Мальчишка подвел меня к танку. Поставил сзади, велел так, за танком, идти. На шее у него болтался автомат. Держа палец на спусковом крючке, он шел за моей спиною. Длинный ствол танковой пушки поворачивался вправо и влево, ища цели и изрыгая огонь. Из бортовой щели к моим ногам выскакивали пустые, задымленные гильзы.
Прошли Гебельциг. Начался отлогий подъем. Танки приостановились. Пехота, рассеянная по полю, подымалась на гребешок. Мальчишка ткнул мне в спину дулом автомата и тоже велед идти вперед.
Из-за бугра вырастали дома городка Вайсенберга. На гребне разрасталась перестрелка. Немецкие танки сосредотачивались внизу. Прикинул, — танков стояло не менее тридцати. Но у наших, наверное, в городе тоже серьезная оборона. Будет бой. Какая нелепость — идти в немецкой цепи и, может быть, пасть от руки своих же! Увидев гиганта-немца, который лежал, окопавшись, я показал ему жестом, что хочу — «цурюк». Он засмеялся:
— Вечером. Возьмем город — тогда.
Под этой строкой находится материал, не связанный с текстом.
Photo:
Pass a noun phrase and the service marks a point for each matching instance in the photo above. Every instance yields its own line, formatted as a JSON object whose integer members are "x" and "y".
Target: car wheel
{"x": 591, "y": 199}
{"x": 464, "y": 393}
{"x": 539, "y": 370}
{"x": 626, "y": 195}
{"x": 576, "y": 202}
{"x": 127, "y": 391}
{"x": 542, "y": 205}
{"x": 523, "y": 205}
Сейчас отправить не с кем.
Но немцы перед боем вводили новые силы. Та рота, которая взяла деревню, отводилась в ближайший тыл. Лейтенант, командир роты, собирая своих солдат, увидел меня.
— Hauptmann? — показал он на мои погоны.
— Kriegsberichter, военный корреспондент, — добавил я.
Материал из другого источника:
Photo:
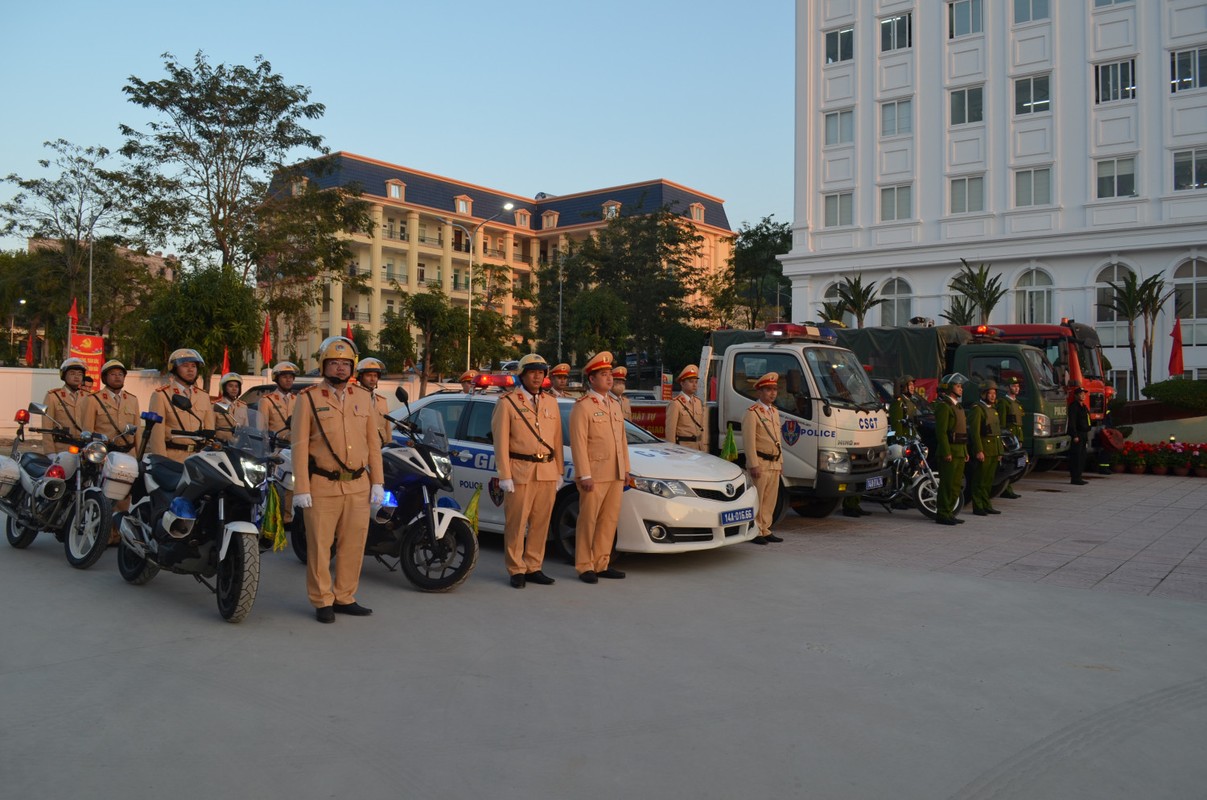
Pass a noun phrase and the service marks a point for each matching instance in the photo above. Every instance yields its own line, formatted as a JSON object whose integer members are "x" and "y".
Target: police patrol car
{"x": 680, "y": 500}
— О! — сказал он и забрал с собою.
Гебельциг стал тылом. Лейтенант и солдаты, — их уцелело немного, рота потеряла, как я понял, 40 человек, — были в маскировочных халатах с зелеными и коричневыми пятнами, в металлических касках, обтянутых сеточками, чтобы втыкать пруты, пучки травы. Но в деревне уже бегали штабофицеры — в фуражках с высокими тульями, начищенных сапогах.
Увидел я на взгорье белый двухэтажный дом, где мы так беззаботно, за картами и гусятиной, провели два дня. Окна были открыты, занавески отдернуты, — так и у нас подмосковные бабы выветривали немецкий дух.
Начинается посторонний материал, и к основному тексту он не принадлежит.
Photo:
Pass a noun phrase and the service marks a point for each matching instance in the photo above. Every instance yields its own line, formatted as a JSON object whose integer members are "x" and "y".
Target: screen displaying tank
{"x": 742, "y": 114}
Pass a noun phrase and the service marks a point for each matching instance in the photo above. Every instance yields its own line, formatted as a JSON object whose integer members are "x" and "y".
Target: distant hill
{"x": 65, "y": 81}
Близ дома, в ложбинке, стояли бронетраспортеры с антеннами радиостанций, — командный пункт. Не успел лейтенант доложить, где и как меня взяли, — один офицер, в форме гауптмана, подскочил ко мне и срывающимся от напряжения голосом крикнул по-русски:
— Немецкая женщина браль?
— Найн, — тряхнул я головой отрицательно.
— Ja! Ja! — Он размахнулся и ударил меня по лицу.
Очки мои полетели в грязь. Гауптман кричал мне что-то в лицо по-немецки. На шее у него вздулись жилы и побелели немигающие, вытаращенные глаза. В криках я уловил одно слово — «erschiessen», «расстрелять». Потом мне много раз пришлось слышать его, но тут, на переднем крае, где валялись еще неубранные трупы, где люди разгорячены боем и где пристрелить человека — ничто, — тут меня спасло то, на что я не мог надеяться.
Из белого дома выскочили немки. Хозяйка, простоволосая, со сбившимся платком, и за нею — толстые, перепуганные дочери. Хозяйка легко, с быстротой, непонятной для ее возраста, сбежала под гору и, приложив к стесненной груди руки, еле переводя дыхание, начала в свою очередь что-то кричать изумленному гауптману. Она плакала и вытирала концом платка слезы, а потом обернулась ко мне улыбающимся, в слезах, лицом. Девицы жались кучкой в сторонке и кивали головами.